Test Driving OTP - creating a registry with expiring entries

Previously I wrote about using multicasting to advertise a node’s existence, and receive notifications of the existence of other nodes. What if we wanted to keep a record of these other friendly nodes? I think that:

It will be a transient record, so there is no need for a persistent store - keeping it in memory will be fine.
We want to forget about nodes that we haven’t heard from in a while - they are probably down or inactive
We will want to test drive the implementation, as we are professional programmers that want to write code that is easy to refactor and we have confidence works as we intended.

Basic functionality

First let’s start with a test before even defining the module under test. Partly it’s a ritual, but it does help us get into the frame of mind of writing the test before the production code.

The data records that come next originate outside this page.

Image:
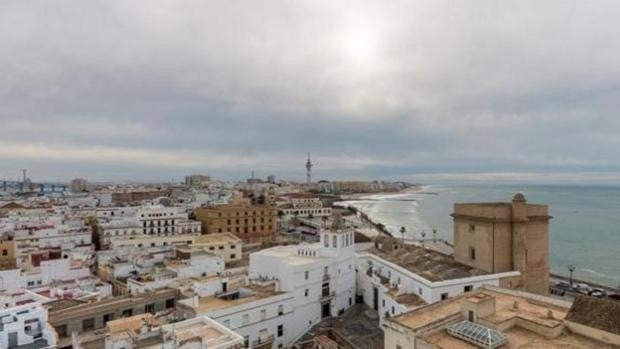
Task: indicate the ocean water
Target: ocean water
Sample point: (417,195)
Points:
(584,231)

defmodule Multicasting.ExpiringRegistryTest do
  use ExUnit.Case
  alias Multicasting.ExpiringRegistry

  setup do
    {:ok, expiring_registry} = ExpiringRegistry.start_link([])
    {:ok, expiring_registry: expiring_registry}
  end

  test "registering and retrieving a key and value", %{
    expiring_registry: expiring_registry
   } do
    assert :ok == ExpiringRegistry.register(expiring_registry, "k1", "v1")
    assert [{"k1", "v1"}] == ExpiringRegistry.registrations(expiring_registry)
  end
end

We run the test and see that the module has not been defined. Now we can define the module and functions, so the tests run but still fail.

defmodule Multicasting.ExpiringRegistry do
  def start_link(_args) do
  end

  def register(server, key, value) do
  end

  def registrations(server) do
  end
end

Next let’s add a simple implementation: a GenServer holding state as a map.

defmodule Multicasting.ExpiringRegistry do
  use GenServer

  def start_link(opts) do
    GenServer.start_link(__MODULE__, {}, opts)
  end

  def init(_opts) do
    {:ok, %{}}
  end

  def register(server, key, value) do
    GenServer.cast(server, {:register, {key, value}})
    :ok
  end

  def registrations(server) do
    GenServer.call(server, :registrations)
  end

  def handle_call(:registrations, _from, state) do
    registrations = Enum.map(state, fn {k, v} -> {k, v} end)
    {:reply, registrations, state}
  end

  def handle_cast({:register, {key, value}}, state) do
    {:noreply, Map.put(state, key, value)}
  end
end

We will add a few more tests to better define and stablise the behaviour.

# in  Multicasting.ExpiringRegistryTest

  test "value for same key is updated", %{
    expiring_registry: expiring_registry
  } do
    :ok = ExpiringRegistry.register(expiring_registry, "k1", "v1")
    :ok = ExpiringRegistry.register(expiring_registry, "k1", "v2")
    assert [{"k1", "v2"}] == ExpiringRegistry.registrations(expiring_registry)
  end

  test "values for different keys are added to the registrations", %{
    expiring_registry: expiring_registry
  } do
    :ok = ExpiringRegistry.register(expiring_registry, "k1", "v1")
    :ok = ExpiringRegistry.register(expiring_registry, "k2", "v2")

    assert [{"k1", "v1"}, {"k2", "v2"}] ==
             ExpiringRegistry.registrations(expiring_registry)
  end

Expiry???

Now let’s make the entries expire …

  test "values in the expiring_registry expire", %{
    expiring_registry: expiring_registry
  } do
    # 🤔 what goes here, then?
  end

Indeed, what goes in the the test body. We could configure the expiry time to be something very short, wait for longer than that time, and assert the absense of the entry. We would also want to ensure its presence before the expiry time.

I am not too keen on that approach as getting those timings right can be awkward and can changue upredictably, for instance when running in cloud-based CI containers. Those annoying flakey tests (intermittent test failures) that plague¹ continuous server pipelines of larger applications are often down to timing issues.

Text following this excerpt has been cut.